And branding “hysterical” a wholly justified, even way-too-late and thus toothless report of the regime’s flouting of the Constitution is totally stupid, narrow-minded and deeply insecure. It’s a faux machismo born of being scared shitless.

July 17, 2006 @ 8:23 am | Comment

Any society that would give up a little liberty to gain a little security will deserve neither and lose both.

This was Benjamin Franklin’s idea. How again does the terrorist hysteria hold up with the Constitutional protection and Founding Fathers?

July 17, 2006 @ 8:44 am | Comment

These comments sound eerily familiar, because I see them in the Stars and Stripes daily. The soldiers themselves continuously question the Administration, and are often told, in essence, to shut up because they are soldiers and are sworn to defend the Constitution.
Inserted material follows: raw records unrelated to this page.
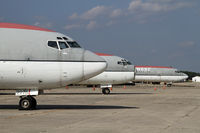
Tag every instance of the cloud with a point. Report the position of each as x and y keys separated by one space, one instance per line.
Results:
x=94 y=12
x=91 y=25
x=72 y=26
x=157 y=5
x=187 y=44
x=140 y=11
x=42 y=21
x=74 y=16
x=116 y=13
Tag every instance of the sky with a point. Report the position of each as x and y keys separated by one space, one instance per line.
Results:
x=146 y=32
Note the bitter irony of that statement.

July 17, 2006 @ 10:45 am | Comment

What’s remarkable from a Londoner’s point of view is that you’re all trying so terribly hard to prove how much better educated you are than one another, while your President has laid the foundations of a fascist state in the US without any of you being able to do a thing about it. Something dreadful is happening in your country and to your country.

July 17, 2006 @ 11:44 am | Comment

RE: Rumsfeld, Cheney and the Bush family have inflicted serious political and cultural damage to this country- which may be more than temporary….
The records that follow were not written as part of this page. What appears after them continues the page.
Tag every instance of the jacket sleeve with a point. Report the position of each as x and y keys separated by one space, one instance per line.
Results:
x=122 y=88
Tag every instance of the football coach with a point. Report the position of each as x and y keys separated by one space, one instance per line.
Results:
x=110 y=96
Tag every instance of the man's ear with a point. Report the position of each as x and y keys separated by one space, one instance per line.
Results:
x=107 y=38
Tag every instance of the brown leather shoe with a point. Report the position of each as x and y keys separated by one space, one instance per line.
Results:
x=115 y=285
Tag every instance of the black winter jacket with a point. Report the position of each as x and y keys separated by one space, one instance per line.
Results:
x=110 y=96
Rumsfeld and Cheney came out of the Nixon administration, Nixon the Eisenhower administration, and Eisenhower out of the military, MIT, & Associated Universities (Brookhaven Lab, Radio Telescope in WVa. and the evacuation plans of Project East River). MIT, at the time, produced Milikan and Rostow and their plans to win the psychological cold war on behalf of the CIA. Project East River gave rise to the bombshelter studies of Herman Kahn and the Hudson Institute, and in these, you’ll even find Guy Panero, & his partner Weidlinger, whose firm still exists and did the two structural analyses of the World Trade Center, one after the first attack, and again after 9/11. Weidlinger sat down with CNN interviewers the next day. If you want to talk damage to culture, look at the CIA’s Congress for Cultural Freedom, it’s influence on world culture since 1950, and how it continues to influence culture today. The cultural damage may be temporary? It’s our history.